THE LADY IN WAITING

Builder Name:
Warren Price

Warren Price spent six months building a Nutshell Pram. He wants this Joel White–design as a tender for him 18′ Lyman Islander which was named THE QUEEN when he bought her. Naturally, the pram will be THE LADY IN WAITING. Warren launched her in June 2011 on the Cross River in Boothbay. Maine.

CRISPO

Builder Name:
Tom Fulton

Tom Fulton built this Chesapeake Light Craft 17 kayak from a kit. CRISPO is 17′ long with a 2′ beam. This was Tom's first build. He launched her on April 11, 2011 on Prospertown Lake in Cream Ridge, NJ, and will use her as a sea kayak along the Jersey shore.

SUSIE Q

Builder Name:
John Parrish

John Parrish built this Tandem Annapolis Wherry from a kit by Chesapeake Light Craft. He writes that at 19′10″, it is 3′ longer than the one-man version of the same boat, and that it was the first one that CLC put into kit form.

FIDDLEHEAD

Builder Name:
Robert G. MacEwen

Tom Hill designed this Charlotte lapstrake canoe, named FIDDLEHEAD by builder Bob MacEwen of Brunswick, ME. With a length of 11′6″ and beam of 2′4″, she weighs only 27 pounds.

WILLIWAW

Builder Name:
Russ Glazer

Jessica Glazer took these pictures of her father, Russ, sailing WILLIWAW.  Arch Davis designed the gunter-rigged Penobscot 14 , that Russ built with 1/4″ mahogany plywood, pine stringers and seats, and fir knees and spars. Russ sails his boat in Western Massachusetts. 

LEAPIN' LENA

Builder Name:
John Swain, Benjamin Cantera, David Cantera

David and Benji Cantera, father and son, asked their friend, John Swain, a shipwright, to design and help them build a 10′8″ skiff, LEAPIN’ LENA. They covered the hull bottom, transom, and deck in marine plywood sheathed with Dynel cloth.
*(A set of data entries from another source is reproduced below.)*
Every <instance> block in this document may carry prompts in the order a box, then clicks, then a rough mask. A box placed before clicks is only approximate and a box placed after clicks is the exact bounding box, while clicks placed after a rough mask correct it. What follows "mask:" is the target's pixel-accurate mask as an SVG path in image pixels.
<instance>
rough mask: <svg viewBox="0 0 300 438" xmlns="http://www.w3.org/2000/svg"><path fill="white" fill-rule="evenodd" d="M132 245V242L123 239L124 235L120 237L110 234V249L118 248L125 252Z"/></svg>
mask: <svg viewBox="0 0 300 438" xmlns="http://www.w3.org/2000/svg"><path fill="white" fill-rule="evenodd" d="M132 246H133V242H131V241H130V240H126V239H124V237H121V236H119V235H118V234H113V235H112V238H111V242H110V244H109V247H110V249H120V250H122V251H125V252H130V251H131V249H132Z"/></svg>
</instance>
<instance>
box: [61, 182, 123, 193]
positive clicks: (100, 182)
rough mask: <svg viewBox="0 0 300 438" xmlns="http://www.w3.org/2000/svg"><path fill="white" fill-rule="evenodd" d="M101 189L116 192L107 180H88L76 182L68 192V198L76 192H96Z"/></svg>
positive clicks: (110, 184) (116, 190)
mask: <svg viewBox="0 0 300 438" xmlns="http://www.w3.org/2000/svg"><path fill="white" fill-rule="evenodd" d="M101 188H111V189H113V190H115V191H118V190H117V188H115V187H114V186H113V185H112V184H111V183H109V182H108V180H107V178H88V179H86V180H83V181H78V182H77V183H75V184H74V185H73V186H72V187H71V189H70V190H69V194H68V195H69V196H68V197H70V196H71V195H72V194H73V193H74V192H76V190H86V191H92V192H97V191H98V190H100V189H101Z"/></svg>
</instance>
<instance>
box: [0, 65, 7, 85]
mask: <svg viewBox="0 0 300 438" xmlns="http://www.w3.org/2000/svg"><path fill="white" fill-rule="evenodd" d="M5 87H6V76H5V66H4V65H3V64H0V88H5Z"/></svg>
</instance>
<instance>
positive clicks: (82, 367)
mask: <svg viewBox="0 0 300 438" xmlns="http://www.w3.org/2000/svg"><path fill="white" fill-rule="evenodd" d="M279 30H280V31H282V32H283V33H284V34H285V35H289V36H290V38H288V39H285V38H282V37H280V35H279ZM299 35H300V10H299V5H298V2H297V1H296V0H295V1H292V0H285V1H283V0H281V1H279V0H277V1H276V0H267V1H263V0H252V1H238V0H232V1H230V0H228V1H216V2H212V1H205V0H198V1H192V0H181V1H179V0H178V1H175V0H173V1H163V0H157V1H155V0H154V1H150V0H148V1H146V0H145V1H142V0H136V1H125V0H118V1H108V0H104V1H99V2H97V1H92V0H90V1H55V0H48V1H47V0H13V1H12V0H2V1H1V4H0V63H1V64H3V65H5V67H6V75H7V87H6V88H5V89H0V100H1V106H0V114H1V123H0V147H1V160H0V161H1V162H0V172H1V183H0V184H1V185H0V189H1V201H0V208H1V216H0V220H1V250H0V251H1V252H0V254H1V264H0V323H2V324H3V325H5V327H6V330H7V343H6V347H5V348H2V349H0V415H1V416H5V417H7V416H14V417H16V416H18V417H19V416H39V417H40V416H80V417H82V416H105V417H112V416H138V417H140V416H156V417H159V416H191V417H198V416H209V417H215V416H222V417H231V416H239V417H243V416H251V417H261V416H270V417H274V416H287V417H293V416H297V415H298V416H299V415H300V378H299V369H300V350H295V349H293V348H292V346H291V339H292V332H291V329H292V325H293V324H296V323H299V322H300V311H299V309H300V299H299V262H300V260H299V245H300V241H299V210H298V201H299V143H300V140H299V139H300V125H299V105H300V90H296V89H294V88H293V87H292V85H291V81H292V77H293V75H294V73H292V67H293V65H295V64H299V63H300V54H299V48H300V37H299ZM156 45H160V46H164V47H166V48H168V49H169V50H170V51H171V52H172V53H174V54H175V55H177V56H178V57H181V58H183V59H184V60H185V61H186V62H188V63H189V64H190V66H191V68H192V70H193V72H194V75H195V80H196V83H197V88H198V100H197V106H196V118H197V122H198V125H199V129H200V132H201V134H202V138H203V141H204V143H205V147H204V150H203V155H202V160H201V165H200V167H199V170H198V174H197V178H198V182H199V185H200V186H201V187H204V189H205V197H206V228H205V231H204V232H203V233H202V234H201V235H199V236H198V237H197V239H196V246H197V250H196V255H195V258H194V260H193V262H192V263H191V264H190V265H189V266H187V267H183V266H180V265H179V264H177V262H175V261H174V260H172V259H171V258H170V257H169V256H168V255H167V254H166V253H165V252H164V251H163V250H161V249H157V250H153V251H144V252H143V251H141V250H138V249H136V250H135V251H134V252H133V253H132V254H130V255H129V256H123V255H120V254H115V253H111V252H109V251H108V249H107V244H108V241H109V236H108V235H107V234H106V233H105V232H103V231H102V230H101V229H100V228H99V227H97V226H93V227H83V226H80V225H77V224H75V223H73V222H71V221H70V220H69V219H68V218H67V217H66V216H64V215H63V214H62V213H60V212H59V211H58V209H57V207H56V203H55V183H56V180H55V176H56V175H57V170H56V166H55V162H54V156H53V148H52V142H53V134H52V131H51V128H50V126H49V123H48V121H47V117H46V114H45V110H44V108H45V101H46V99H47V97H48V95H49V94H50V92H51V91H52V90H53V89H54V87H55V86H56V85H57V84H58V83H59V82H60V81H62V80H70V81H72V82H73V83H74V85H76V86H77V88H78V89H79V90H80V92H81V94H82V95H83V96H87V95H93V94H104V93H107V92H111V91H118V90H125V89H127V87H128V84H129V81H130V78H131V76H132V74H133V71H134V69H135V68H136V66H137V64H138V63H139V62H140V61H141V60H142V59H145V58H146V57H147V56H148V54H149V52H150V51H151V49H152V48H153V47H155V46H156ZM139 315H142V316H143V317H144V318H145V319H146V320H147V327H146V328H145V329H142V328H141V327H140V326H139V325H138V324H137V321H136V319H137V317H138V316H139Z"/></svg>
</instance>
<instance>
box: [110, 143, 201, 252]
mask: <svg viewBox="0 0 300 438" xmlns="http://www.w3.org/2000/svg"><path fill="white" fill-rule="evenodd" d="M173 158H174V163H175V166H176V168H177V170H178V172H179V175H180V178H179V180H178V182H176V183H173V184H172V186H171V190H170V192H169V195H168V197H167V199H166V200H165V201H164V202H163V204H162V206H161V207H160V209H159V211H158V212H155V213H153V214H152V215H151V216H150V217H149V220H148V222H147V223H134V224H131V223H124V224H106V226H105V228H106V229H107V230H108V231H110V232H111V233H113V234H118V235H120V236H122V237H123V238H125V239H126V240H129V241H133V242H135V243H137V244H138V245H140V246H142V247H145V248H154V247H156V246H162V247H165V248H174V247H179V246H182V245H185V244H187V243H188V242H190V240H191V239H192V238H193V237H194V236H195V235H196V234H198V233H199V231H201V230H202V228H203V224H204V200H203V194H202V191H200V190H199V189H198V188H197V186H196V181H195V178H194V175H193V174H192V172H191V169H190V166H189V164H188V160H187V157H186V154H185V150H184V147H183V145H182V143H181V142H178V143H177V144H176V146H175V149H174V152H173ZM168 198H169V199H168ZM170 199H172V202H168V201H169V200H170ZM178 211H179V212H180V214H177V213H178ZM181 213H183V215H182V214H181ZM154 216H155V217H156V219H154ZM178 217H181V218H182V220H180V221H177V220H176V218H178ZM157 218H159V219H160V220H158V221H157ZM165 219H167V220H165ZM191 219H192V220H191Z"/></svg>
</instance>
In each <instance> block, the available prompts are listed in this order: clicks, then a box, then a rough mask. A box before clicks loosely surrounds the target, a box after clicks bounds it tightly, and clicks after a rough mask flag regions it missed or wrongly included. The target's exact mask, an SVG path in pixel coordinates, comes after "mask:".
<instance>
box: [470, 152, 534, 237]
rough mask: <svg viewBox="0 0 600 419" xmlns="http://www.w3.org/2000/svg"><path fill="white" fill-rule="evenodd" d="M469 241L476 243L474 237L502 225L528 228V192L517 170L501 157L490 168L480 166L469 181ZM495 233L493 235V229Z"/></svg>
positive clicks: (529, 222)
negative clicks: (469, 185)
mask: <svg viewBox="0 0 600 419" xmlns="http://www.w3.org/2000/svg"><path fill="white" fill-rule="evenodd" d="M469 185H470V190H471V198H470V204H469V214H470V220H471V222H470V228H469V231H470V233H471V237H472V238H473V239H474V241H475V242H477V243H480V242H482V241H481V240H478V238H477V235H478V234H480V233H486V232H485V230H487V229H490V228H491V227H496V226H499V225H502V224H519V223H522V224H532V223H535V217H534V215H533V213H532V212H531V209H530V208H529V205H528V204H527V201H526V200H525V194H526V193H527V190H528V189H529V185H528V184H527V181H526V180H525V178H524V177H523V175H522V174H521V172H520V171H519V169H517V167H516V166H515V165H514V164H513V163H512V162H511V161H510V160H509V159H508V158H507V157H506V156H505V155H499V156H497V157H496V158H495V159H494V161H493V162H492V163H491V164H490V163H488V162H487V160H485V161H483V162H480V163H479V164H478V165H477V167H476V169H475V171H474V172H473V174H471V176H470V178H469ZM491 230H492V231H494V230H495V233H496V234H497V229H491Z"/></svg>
They planked the hull in white cedar on white oak frames.

Canoe and Catspaw

Builder Name:
Jim Brossett

Jim Brossett has been busy. He launched two boats that he built in June 2011. He built this 14′ strip canoe from cypress with cherry accents.

WIND PUSHER

Builder Name:
L. Jan Childers

L. Jan Childers took a six-hour canoe and tripled it. He writes that he built the canoe from plans in WoodenBoat, and then key adding until he had a sailing trimaran. Launching her in july 2012, Jan won a special award at the Cape Fear Community College for his innovative idea.

WOODEN NICAL

Builder Name:
John Newcomb

WOODEN NICAL is a Joel White—designed Pooduck Skiff built by John Newcomb. He built WOODEN NICAL with okoume plywood planking, with a white oak keel, stems, knees, and 'midships frame. The spars and oars are laminated spruce.

Traditional Canoe

Builder Name:
Don Warfield, Phil Andrews, and Lamar Keeney

During August 2010, Don Warfield, Phil Andrews, and Lamar Keeney were among the students who took Jerry Stelmok’s class in Traditional Wood-and-Canvas Canoe Construction at the WoodenBoat School in Brooklin, ME.